In the guess mode , the perceptron calculate the sum of the weights multiplied by the inputs:

for(i=0;i<psize;i++){
        if(inputs[i]!=0)guess+=weights[i];
}

The sum will be our output .
In the training mode , we will calculate the error from the desired result , i choose to indicate output stat with values 0,1 ,2,3 that corresponds to the LED we want to turn on at the output .

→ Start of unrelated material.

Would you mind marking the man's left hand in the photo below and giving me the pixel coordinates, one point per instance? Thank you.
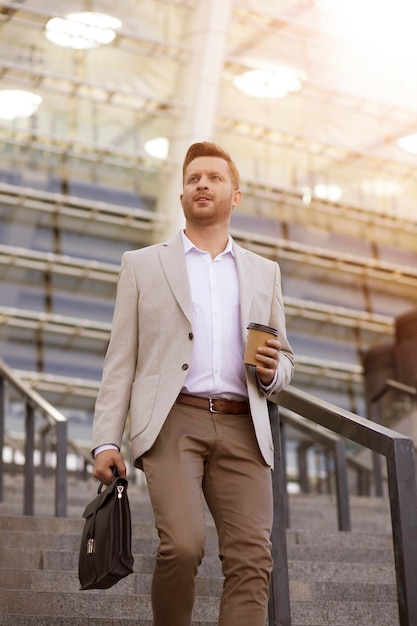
(268, 357)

And we input the correct answer using the output buttons and we calculate the error , and re-update the weights :

error = keypressed-guess;

for(i=0;i<psize;i++){
                weights[i] +=learnConst*error*inputs[i];

}

A learning constant is added as well to the calculation , to adjust wither we want a harsh or soft weights changes

As you have noticed the calculations uses float variables which takes quite a good amount of the memory space , i've struggled a lot to to reduce the code enough for the challenge, and just a moment from giving up , i found the avr gcc fixed-point type library which helped reducing the code size significantly ! . If anyone have a different approach please share it ! .

./getSize 
AVR Memory Usage
----------------
Device: atmega328p

Program:     960 bytes (2.9% Full)
(.text + .data + .bootloader)

Data:         10 bytes (0.5% Full)
(.data + .bss + .noinit)